2021年4月28日(水)YBCルヴァンカップ グループステージ第4節 北海道コンサドーレ札幌vsアビスパ福岡 ~原型のわからない何か~

1.ゲームの戦略的論点とポイント

スターティングメンバー:

スターティングメンバー
  • 札幌はキム ミンテが出場停止。ミシャ曰く「負傷者が多い」とのことですが、具体的にはルーカスと深井を指しているでしょうか。ただ、起用できる状態の柳や青木がベンチスタートだったりで、この4節でグループステージ突破を決めにきたメンバーだと見て取れます。左DFが中村ではないのは、これも故障なのかもしれませんが、「福森がいないとどうしようもない」からなのか?と思いました。
  • 福岡はリーグ戦からターンオーバーしています。ただ、結果的に、60分前後にサロモンソン、前寛之、金森の主力3選手が登場し、時間を限定させたうえでこちらも決めに来たんだろうなと思います。

原型にこだわる謎:

  • この日の福岡も1-4-4-2。リーグ戦では1-4-4-2と1-5-4-1を使い分ける変則システムでしたが、この日も札幌の3バックとはミスマッチが生じる陣形なので、札幌は相手にマークを合わせるために2トップの形でプレーする必要があります。
  • 連休にアウェイで湘南戦があり、湘南は確か3バックだったので札幌は2トップにする必要がないんじゃないかと思いますが、この時点で、マンマークが大原則な札幌が1-3-4-2-1(っぽい)システム、メンバーを採用する意義は非常に薄れています。
  • マンマークを大原則とするトータルフットボール路線が始まってから、札幌の前線は最大で2人のFWしか起用することができなくなりました。時に駒井、チャナティップ、荒野とFWがいないメンバーがセレクトされるときもありましたが、それは相手がポジションを変えるとマンマークでついていく必要があり、アンデルソンロペスやジェイ、ドウグラスオリヴェイラといった選手を並べると、相手にCBが2人しかいない4バックのシステムだと誰かが相手の中盤の選手をマークしなくてはならないから。
  • その意味では、この日は、ジェイ、ドドに小柏が並び、この3人のうち2人は福岡のCBをマークしていればいい。が、1人は他の選手をマークする必要があるので、それはどうすんだ?と試合前に思ったのですが、
マッチアップ
  • 結論としては、それは順当に(?)小柏でした。
  • 福岡がボールを持っている時は、小柏はカウエを基準としたポジションをとります。ですので、例えば福岡がファンマにボールを当ててカウエと森山が拾いに前に出る。そうすると、小柏も基本的にこの動きに引っ張られることになります。
  • 札幌がボールを持っている時は、小柏は右シャドーのイメージでプレーする。だから札幌がずっとボールを持っているなら無敵というかそんなに問題はないんですが、基本的にサッカーはだいたい50:50でボールを持ち合うスポーツです。そして、札幌は(主に福森から)ビルドアップの際に極めて単調なロングフィード攻撃を織り交ぜる傾向がある。
  • コンサドーレサポーターの皆さんにそろそろ現実を見てほしいのですが、コンサドーレはボールを保持するチームだとは到底言えません。簡単に放り込んでゴールにシンプルに突っ込んでいくチームです
  • そして何度か言ってますが、ファンマ・リージョの言う通り、「ボールを早く縦に送るほど早く返ってくる」。要は、適切なポジションをとって相手のDFを剥がしつつフリーの味方にパスを出さないで、福森の放り込み1発ドーン!!!のようなプレーに終始すると、それは簡単に跳ね返されてボールがピッチを行きかう展開になります。

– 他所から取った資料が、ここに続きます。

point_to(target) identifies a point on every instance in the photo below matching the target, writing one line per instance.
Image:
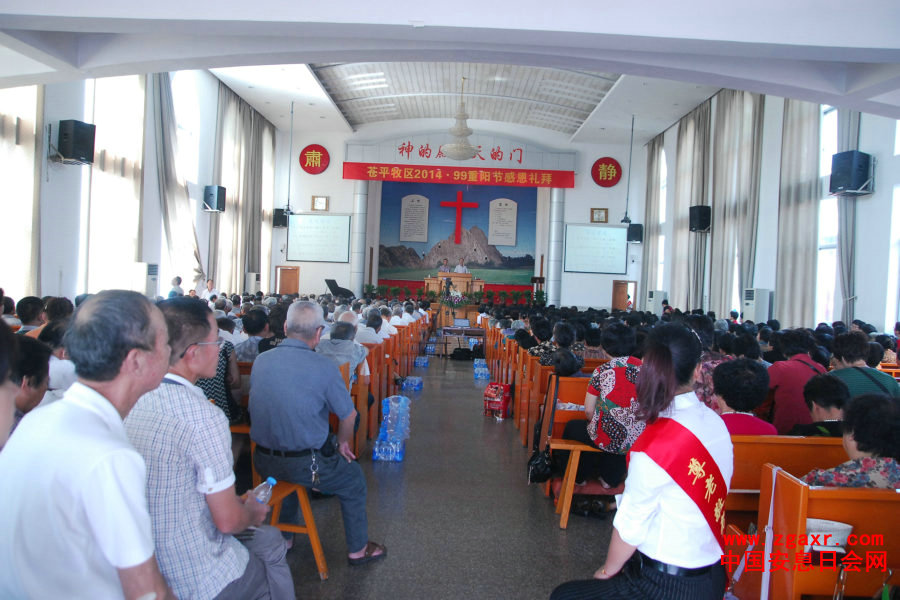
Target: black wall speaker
(635, 233)
(849, 172)
(76, 141)
(214, 198)
(700, 218)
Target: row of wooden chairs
(387, 360)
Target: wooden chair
(280, 492)
(571, 390)
(796, 455)
(376, 384)
(867, 510)
(540, 376)
(244, 368)
(359, 393)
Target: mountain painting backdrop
(494, 264)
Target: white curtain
(21, 144)
(244, 157)
(175, 206)
(651, 219)
(691, 174)
(737, 149)
(798, 215)
(115, 215)
(848, 139)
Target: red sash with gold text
(686, 460)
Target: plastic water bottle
(263, 491)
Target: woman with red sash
(667, 534)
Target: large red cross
(459, 205)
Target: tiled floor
(456, 515)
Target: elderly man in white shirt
(76, 524)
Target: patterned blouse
(876, 472)
(217, 388)
(615, 427)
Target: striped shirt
(186, 444)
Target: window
(826, 263)
(661, 258)
(18, 142)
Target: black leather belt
(651, 563)
(283, 453)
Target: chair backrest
(871, 512)
(796, 455)
(572, 390)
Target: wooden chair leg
(283, 490)
(564, 502)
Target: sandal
(370, 555)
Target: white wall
(303, 187)
(584, 289)
(873, 225)
(63, 196)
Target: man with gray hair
(75, 522)
(292, 391)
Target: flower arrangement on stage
(455, 299)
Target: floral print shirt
(615, 427)
(703, 386)
(875, 472)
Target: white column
(554, 245)
(358, 236)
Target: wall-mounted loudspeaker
(850, 174)
(700, 218)
(214, 198)
(635, 233)
(76, 141)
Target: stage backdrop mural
(494, 233)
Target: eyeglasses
(218, 343)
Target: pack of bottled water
(412, 382)
(391, 442)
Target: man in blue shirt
(292, 392)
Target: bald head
(304, 321)
(348, 317)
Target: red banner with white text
(464, 175)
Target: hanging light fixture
(460, 148)
(626, 218)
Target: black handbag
(540, 465)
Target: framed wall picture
(599, 215)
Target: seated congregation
(670, 420)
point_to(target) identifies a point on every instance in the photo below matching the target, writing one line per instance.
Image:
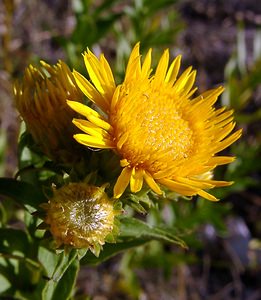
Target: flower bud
(41, 101)
(81, 216)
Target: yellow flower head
(81, 216)
(162, 134)
(41, 101)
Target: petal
(151, 183)
(89, 91)
(146, 67)
(178, 187)
(90, 128)
(122, 182)
(136, 180)
(94, 142)
(173, 70)
(162, 67)
(207, 196)
(82, 109)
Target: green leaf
(132, 228)
(63, 269)
(22, 193)
(133, 233)
(13, 240)
(66, 284)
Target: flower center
(150, 129)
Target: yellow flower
(41, 101)
(162, 134)
(81, 216)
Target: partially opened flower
(81, 216)
(41, 101)
(162, 134)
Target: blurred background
(221, 39)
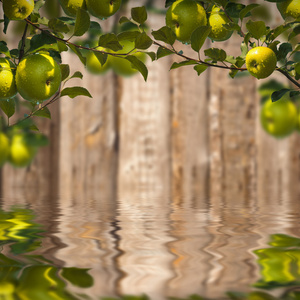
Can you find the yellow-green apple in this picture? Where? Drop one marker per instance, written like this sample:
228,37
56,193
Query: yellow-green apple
279,118
18,9
183,17
38,77
103,8
8,87
261,62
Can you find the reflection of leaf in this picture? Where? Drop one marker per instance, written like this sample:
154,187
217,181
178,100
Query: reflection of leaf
78,277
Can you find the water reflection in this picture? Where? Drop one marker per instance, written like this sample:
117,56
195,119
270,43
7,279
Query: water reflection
91,249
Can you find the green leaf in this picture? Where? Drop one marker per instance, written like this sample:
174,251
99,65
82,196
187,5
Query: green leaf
257,29
200,68
143,41
279,94
165,34
199,36
161,52
138,65
44,112
78,53
216,54
176,65
58,25
65,71
43,41
110,40
139,14
75,91
246,10
8,107
124,20
234,9
82,23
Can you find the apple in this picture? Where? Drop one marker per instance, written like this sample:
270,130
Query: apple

  • そうなると小柏のポジションはどうなるか?少なくともずっと右シャドーの位置にいることはできなくなります。賢い選手であれば、前に張ることがバランスを崩す行為で、よりボール(主にルーズボール)に関与できるように中盤にポジショニングします。小柏が交代する際、吉原宏太さんが「今日は中途半端だった」とフワッとした解説をされていましたが、それは本人の意思によるものではなくてチームとして中途半端だからです。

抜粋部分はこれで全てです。